Yes, the internet is a public health issue. And thinking about it, the researcher from the Sergio Arouca National School of Public Health (Ensp/Fiocruz) and general coordinator of the Internet, Health and Society Laboratory (Laiss), André Pereira Neto, discusses this subject in a book called The Internet and Health in Brazil: Challenges and Trends, recently launched in the United States, in partnership with editor-in-chief Matthew B. Flynn at the invitation of Springer, one of the largest publishers in the US.

The publication, which began to come together in 2016, discusses the themes and problems in the interface between the internet and health, addressing specific Brazilian issues. "We are living an unique moment in the history of global communications, because we have never had as much information as we do today. Pierre Levy, in his book Cyberculture, says that we are experiencing a flood of information”, says the researcher, who regrets the fact that many intellectuals in Brazil have not yet realized the role that new information and communication technologies play in health.

The researcher, in the report, also points out, good and bad consequences of the internet in health. "The good consequence is the expert patient, the knowledgeable patient, empowered, since they arrive at the appointment well-informed, knowing, sometimes, more than the doctor. A bad consequence is cyberbullying, the risks of sexual activities with children, violence through the internet, as well as fake news, in which people share something untruthful, and as it is replicated, little by little, it becomes true”.

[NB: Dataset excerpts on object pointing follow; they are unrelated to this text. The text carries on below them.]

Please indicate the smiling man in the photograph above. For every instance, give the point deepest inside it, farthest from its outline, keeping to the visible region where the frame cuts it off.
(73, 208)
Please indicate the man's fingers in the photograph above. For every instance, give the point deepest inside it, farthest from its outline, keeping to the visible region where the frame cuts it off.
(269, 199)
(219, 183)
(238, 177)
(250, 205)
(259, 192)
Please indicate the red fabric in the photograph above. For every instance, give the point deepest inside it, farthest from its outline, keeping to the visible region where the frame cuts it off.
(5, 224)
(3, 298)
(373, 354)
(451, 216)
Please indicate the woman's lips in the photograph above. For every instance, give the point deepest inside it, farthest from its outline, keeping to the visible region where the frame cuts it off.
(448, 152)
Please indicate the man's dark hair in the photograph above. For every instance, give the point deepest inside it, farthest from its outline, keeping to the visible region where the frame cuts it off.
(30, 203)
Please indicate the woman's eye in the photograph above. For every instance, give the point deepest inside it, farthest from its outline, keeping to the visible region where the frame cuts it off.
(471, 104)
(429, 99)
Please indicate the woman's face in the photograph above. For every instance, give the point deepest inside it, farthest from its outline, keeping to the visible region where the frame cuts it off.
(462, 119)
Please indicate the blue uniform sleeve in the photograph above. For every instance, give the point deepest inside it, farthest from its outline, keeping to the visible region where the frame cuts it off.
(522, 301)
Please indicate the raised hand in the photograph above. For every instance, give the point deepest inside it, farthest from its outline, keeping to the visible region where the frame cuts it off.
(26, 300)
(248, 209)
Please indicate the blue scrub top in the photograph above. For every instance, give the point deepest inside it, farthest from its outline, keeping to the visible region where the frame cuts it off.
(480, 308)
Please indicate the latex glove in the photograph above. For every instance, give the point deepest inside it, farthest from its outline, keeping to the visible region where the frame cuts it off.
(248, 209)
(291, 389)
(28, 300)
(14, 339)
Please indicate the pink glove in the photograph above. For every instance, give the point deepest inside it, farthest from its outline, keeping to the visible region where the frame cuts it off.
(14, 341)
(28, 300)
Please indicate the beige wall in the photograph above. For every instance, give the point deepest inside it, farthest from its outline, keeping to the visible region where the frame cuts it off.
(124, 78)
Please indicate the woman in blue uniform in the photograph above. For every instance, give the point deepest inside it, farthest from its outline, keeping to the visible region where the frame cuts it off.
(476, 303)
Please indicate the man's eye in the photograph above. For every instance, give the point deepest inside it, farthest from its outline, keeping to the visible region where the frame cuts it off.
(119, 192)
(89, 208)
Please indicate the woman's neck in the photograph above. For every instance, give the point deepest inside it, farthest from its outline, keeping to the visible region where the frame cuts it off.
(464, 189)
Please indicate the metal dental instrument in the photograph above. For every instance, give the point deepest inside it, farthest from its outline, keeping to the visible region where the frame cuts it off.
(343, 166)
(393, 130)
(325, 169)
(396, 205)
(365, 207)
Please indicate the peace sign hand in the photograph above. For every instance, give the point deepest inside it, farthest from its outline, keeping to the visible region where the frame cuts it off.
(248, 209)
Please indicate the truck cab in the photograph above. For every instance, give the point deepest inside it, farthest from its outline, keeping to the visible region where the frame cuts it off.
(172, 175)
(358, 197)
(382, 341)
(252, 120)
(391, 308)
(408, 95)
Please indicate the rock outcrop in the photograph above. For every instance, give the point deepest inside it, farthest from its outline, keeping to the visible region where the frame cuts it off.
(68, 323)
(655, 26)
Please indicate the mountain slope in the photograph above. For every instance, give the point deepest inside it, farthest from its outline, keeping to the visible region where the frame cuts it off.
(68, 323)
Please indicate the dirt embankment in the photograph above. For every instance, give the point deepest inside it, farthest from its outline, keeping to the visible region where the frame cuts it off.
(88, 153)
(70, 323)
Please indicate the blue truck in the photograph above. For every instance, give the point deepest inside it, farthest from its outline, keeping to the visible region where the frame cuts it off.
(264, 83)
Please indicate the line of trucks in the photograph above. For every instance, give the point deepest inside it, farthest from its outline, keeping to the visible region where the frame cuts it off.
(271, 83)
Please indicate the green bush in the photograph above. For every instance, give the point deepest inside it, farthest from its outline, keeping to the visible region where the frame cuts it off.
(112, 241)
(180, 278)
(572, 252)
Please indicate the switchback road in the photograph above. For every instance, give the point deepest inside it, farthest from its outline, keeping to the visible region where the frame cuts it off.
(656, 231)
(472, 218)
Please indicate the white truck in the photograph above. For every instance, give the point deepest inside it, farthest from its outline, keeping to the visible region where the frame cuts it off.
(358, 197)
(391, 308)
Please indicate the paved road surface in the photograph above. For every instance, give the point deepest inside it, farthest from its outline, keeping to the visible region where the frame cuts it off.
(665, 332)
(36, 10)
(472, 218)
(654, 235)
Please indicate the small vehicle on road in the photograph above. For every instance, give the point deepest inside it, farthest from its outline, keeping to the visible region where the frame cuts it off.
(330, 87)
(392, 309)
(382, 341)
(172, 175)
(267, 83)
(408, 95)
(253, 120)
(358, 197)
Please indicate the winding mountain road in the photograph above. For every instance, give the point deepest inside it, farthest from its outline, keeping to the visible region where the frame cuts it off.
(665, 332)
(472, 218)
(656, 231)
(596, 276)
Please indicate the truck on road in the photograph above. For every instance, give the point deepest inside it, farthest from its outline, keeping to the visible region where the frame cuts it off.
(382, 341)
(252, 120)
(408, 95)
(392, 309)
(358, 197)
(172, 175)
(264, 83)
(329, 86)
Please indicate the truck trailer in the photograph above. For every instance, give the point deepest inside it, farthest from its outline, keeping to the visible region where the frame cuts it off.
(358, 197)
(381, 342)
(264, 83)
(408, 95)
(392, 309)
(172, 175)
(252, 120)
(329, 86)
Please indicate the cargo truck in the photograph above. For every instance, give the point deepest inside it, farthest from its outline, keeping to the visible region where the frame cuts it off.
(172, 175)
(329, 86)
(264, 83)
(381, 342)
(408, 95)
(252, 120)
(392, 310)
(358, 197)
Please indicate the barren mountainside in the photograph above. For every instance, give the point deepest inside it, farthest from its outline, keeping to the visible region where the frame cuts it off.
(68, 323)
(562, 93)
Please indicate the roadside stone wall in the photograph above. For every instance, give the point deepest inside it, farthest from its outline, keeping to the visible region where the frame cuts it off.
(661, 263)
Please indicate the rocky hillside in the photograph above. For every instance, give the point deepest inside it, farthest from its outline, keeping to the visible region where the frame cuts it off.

Divided into four parts and with 23 chapters, The Internet and Health in Brazil: Challenges and Trends addresses from the arrival and development of the Internet in Brazil to its relationship with health, revealing the public, challenges and practical measures in that area.

In addition to Pereira Neto and Flynn, other researchers from several institutions, including Ensp/Fiocruz took part in the book. By the time the article was published, the book was already downloaded more than 2,700 times and was accessible on the website of the US publisher. In Brazil, it is expected to be launched this year.